Análisis del ventilador 3 en 1 Shark ChillPill: potente, versátil y con placa fría

Fuentes: Shark ChillPill 3-in-1 fan review: the handheld fan I'd pack for every trip – at a price that'll make you sweat

El Shark ChillPill es el primer ventilador de mano compacto de la marca Shark y llega al mercado con una propuesta singular: un dispositivo tres en uno que combina ventilador de aire, cabezal de nebulización con agua y placa de frío por contacto, todo en un cuerpo con forma de prismáticos asimétricos disponible en siete colores. Con un precio de 129,99 libras, supera los 99,99 libras del Dyson HushJet Mini Cool, su principal rival en la gama alta, aunque ofrece mayor versatilidad gracias a sus tres modos de refrigeración.
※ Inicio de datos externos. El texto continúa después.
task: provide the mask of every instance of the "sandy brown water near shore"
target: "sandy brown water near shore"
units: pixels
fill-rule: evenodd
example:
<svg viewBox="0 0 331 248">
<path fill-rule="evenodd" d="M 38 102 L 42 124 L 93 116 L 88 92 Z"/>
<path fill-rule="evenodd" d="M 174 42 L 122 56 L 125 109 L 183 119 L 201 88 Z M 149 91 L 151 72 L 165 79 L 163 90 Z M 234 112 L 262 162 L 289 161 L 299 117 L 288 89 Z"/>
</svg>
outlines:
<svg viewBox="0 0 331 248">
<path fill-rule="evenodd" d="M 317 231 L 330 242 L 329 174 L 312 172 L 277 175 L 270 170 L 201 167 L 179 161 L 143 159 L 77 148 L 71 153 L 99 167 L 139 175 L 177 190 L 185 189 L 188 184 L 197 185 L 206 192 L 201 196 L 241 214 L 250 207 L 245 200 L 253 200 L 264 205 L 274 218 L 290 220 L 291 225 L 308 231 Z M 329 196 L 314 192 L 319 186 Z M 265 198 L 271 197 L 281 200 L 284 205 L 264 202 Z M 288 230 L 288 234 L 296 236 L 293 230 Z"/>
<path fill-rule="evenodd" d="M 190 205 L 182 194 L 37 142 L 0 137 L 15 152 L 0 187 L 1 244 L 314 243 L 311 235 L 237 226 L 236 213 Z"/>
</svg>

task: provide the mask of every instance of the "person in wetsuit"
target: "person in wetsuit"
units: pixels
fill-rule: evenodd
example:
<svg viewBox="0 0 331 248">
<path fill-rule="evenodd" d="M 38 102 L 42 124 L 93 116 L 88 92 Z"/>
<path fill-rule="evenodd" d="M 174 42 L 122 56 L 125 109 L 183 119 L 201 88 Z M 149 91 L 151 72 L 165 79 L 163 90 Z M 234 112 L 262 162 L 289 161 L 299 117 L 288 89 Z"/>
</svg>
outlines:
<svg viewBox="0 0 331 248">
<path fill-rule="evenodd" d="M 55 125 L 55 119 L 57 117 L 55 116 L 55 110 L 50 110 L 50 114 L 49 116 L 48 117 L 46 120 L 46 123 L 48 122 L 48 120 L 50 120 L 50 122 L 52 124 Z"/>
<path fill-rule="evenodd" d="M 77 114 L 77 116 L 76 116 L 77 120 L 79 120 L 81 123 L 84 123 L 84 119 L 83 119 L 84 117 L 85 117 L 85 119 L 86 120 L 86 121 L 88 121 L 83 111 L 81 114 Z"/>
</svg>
Entre sus puntos fuertes destaca una autonomía muy superior a la anunciada por el fabricante: hasta 2 horas y 46 minutos en modo ventilador a máxima potencia (frente a los 90 minutos prometidos) y más de 19 horas a velocidad baja, además de un cierre de seguridad que evita encendidos accidentales en equipaje. El cabezal de nebulización replica la función de su antecesor FlexBreeze en versión portátil, y la placa de frío reduce la temperatura de la piel hasta 9 °C en contacto directo, con resultados especialmente útiles en muñecas, cuello y sienes. En las pruebas, la velocidad máxima del aire fue de 4,6 metros por segundo, claramente inferior a los 7,5 m/s del Dyson en modo boost, y el nivel de ruido alcanzó 74,1 decibelios a máxima potencia, equiparable al de un aspirador. Frente a las cinco velocidades del Dyson, el ChillPill ofrece diez niveles de ajuste, lo que permite un mayor control acústico. El diseño poco convencional requiere un periodo de adaptación, aunque el giro del cuerpo facilita orientar el flujo de aire. En conjunto, es una opción sólida para viajes largos y jornadas calurosas, respaldada por una batería que supera con holgura las cifras oficiales.